Twenty minutes later, I coasted on to the small town green where our group had sprawled out, eating boxed lunches. Frank handed me mine.
The woman who had passed me earlier saw the mangled crankshaft. She approached me, truly remorseful. “I’m so sorry I said that craftsman thing. Obviously you had a mechanical problem.” She smiled brightly.
I smiled brightly, too. Now my quick wit kicked in.
“I’m glad you said that. Now I won’t have to sneak into your tent in the dark of the night to strangle you to death with my bare hands.”
It was the wrong thing to say.
There was an audible gasp, the chattering lunch crowd suddenly silent. She glowered at me, angry and frightened. Our happy group of cycling campers quickly acquired the air of a lynch mob.
Unexpectedly the centre of attention, I tried to explain my humour. As every humourist knows, humour that requires explanation isn’t funny. “I said I wouldn’t have to…”
The organizer came to my rescue once again. He clapped his hands, breaking the tension, shouting “Come on, people, time to hit the road!” He wrapped his arm around my shoulder, extracting me from the simmering mob. “As for you, you are going that way.” He pointed me in the direction opposite to which the group would head. “We’re doing another fifteen mile loop with several hills, but the campground is about five miles that way, on the right. It’s virtually all downhill. Try not to get killed.”
And so it was. Frank came along to keep me company, walking up and coasting down. We were back at our tent in thirty minutes. The rest of the crew straggled in over the next few hours.
Relations were pretty stand-offish at dinner that evening. I tried to find my antagonist to make an apology, but her friends told me in accusatory fashion that she decided to stay the night in a nearby motel.
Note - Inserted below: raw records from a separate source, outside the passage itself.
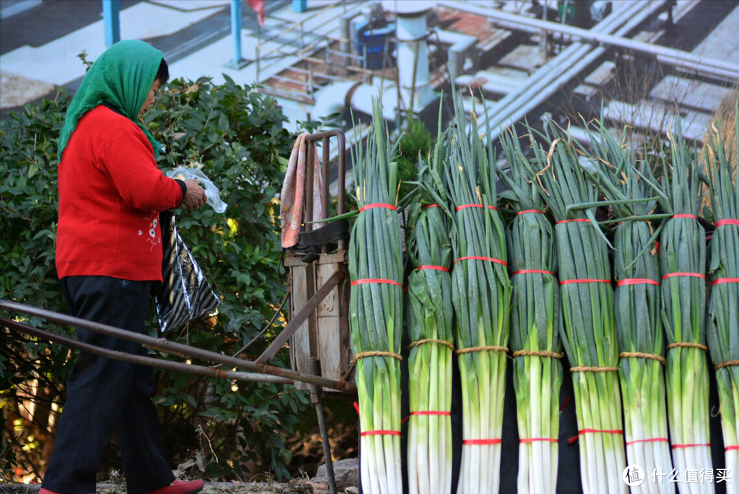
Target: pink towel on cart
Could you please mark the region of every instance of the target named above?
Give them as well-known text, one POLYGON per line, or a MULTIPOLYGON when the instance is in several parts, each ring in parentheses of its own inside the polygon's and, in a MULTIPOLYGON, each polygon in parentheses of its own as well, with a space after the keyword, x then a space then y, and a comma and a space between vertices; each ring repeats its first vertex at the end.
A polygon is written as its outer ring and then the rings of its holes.
MULTIPOLYGON (((287 163, 287 171, 282 182, 280 195, 282 206, 280 216, 282 222, 282 247, 290 248, 298 243, 300 225, 303 222, 303 208, 305 207, 305 184, 307 172, 307 132, 301 134, 293 145, 287 163)), ((321 203, 323 184, 321 179, 321 163, 319 154, 313 148, 313 216, 314 220, 323 219, 323 205, 321 203)))

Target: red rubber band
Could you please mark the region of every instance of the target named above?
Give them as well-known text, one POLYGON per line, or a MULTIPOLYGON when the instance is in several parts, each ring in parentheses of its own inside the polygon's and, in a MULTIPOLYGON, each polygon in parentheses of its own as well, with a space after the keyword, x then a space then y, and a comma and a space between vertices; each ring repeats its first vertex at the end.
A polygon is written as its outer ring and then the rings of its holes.
POLYGON ((525 275, 529 272, 540 272, 542 275, 554 275, 554 273, 552 272, 551 271, 543 271, 542 270, 520 270, 518 271, 514 271, 513 272, 511 273, 511 275, 514 276, 515 275, 525 275))
POLYGON ((718 280, 714 280, 711 284, 718 285, 721 283, 739 283, 739 278, 719 278, 718 280))
POLYGON ((417 270, 437 270, 439 271, 446 271, 449 272, 449 270, 444 267, 443 266, 419 266, 416 268, 417 270))
POLYGON ((466 446, 488 446, 489 445, 500 445, 500 439, 464 439, 462 444, 466 446))
POLYGON ((582 436, 582 434, 588 434, 588 433, 597 433, 597 432, 600 432, 600 433, 602 433, 604 434, 623 434, 624 433, 623 430, 601 430, 600 429, 580 429, 579 430, 577 431, 577 433, 578 433, 579 436, 582 436))
POLYGON ((392 209, 394 211, 397 211, 398 208, 393 206, 392 204, 383 204, 381 202, 378 202, 375 204, 368 204, 359 208, 359 212, 361 213, 367 209, 372 209, 374 207, 384 207, 385 209, 392 209))
POLYGON ((636 439, 636 441, 629 441, 626 443, 626 445, 634 445, 637 442, 667 442, 667 438, 666 437, 655 437, 653 439, 636 439))
POLYGON ((400 436, 400 430, 367 430, 359 434, 361 436, 400 436))
MULTIPOLYGON (((455 211, 459 211, 460 210, 467 209, 468 207, 485 207, 484 205, 482 204, 463 204, 461 206, 457 206, 454 207, 455 211)), ((496 211, 498 208, 495 206, 488 206, 490 209, 494 209, 496 211)))
POLYGON ((657 285, 659 286, 659 281, 655 281, 654 280, 650 280, 647 278, 627 278, 624 280, 621 280, 616 284, 616 287, 626 287, 628 285, 657 285))
POLYGON ((662 279, 667 278, 672 278, 672 276, 692 276, 693 278, 702 278, 706 279, 705 275, 701 275, 700 272, 670 272, 670 274, 664 275, 662 276, 662 279))
POLYGON ((568 285, 572 283, 610 283, 610 280, 565 280, 560 281, 560 285, 568 285))
POLYGON ((453 264, 456 264, 460 261, 469 261, 469 259, 474 259, 475 261, 489 261, 490 262, 496 262, 499 264, 503 264, 503 266, 508 266, 508 263, 505 261, 496 259, 494 257, 485 257, 483 255, 467 255, 466 257, 460 257, 454 261, 453 264))
POLYGON ((366 285, 370 283, 384 283, 390 285, 398 285, 400 287, 403 287, 403 285, 398 281, 393 281, 392 280, 382 280, 380 278, 368 278, 364 280, 355 280, 352 281, 350 286, 353 287, 355 285, 366 285))

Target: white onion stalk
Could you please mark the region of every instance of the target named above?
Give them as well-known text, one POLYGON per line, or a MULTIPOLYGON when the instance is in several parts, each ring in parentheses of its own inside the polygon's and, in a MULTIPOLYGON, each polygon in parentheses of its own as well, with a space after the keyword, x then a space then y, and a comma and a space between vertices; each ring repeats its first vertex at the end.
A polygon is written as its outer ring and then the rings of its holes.
POLYGON ((353 151, 357 202, 352 229, 350 329, 359 395, 360 471, 367 494, 402 494, 401 331, 403 261, 395 212, 395 148, 388 145, 382 109, 374 101, 367 148, 353 151), (364 210, 361 210, 364 207, 364 210))
MULTIPOLYGON (((440 120, 440 111, 439 114, 440 120)), ((409 494, 452 492, 454 333, 451 215, 438 174, 446 155, 443 147, 440 135, 433 160, 418 174, 418 195, 409 215, 413 229, 408 254, 414 268, 408 277, 409 494)))
MULTIPOLYGON (((517 215, 508 231, 513 281, 511 347, 520 438, 520 494, 554 494, 556 489, 562 386, 559 284, 554 232, 514 128, 501 136, 509 173, 499 171, 510 188, 517 215)), ((538 145, 531 139, 532 145, 538 145)))
POLYGON ((492 493, 498 492, 500 483, 511 289, 505 229, 494 209, 492 145, 489 140, 487 148, 483 145, 475 122, 467 125, 459 97, 454 98, 454 108, 444 179, 456 225, 452 298, 463 402, 457 492, 492 493))

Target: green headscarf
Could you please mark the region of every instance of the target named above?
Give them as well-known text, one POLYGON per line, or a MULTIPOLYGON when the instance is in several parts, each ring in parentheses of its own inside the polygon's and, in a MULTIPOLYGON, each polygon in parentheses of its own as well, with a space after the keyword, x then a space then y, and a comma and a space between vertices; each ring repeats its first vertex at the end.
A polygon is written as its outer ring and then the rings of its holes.
POLYGON ((149 44, 129 39, 116 43, 98 58, 67 110, 59 136, 60 161, 77 122, 103 103, 115 106, 138 126, 151 143, 154 157, 159 156, 160 144, 138 121, 138 114, 146 101, 163 56, 162 52, 149 44))

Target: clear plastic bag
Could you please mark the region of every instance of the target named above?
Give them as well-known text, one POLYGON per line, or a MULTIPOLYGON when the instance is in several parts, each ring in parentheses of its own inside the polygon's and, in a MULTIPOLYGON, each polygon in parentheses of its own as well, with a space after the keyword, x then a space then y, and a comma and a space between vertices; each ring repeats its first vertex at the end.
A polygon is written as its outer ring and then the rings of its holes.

Sunday morning we found everyone else had packed up and left at the crack of dawn. We were on our own. I thought about making coffee or breakfast, but rejected the notion after considering the amount of effort it required. In Massachusetts, one is never far from a Dunkin’ Donuts, after all. Without coffee, it took us a while to break down and pack up everything.
Driving home, I had to admit this camping outing was a reasonably pleasant affair, social faux paus aside. At the same time, it was not cheap, convenient, comfortable or easy. The organizer had provided a sheet listing upcoming outings of the Chiltern Mountain Club, which I reviewed and considered before crumpling it up in a ball. When I disposed of it in the trash bin at the Westfield Massachusetts Dunkin’ Donuts, I was amazed see another copy already in there.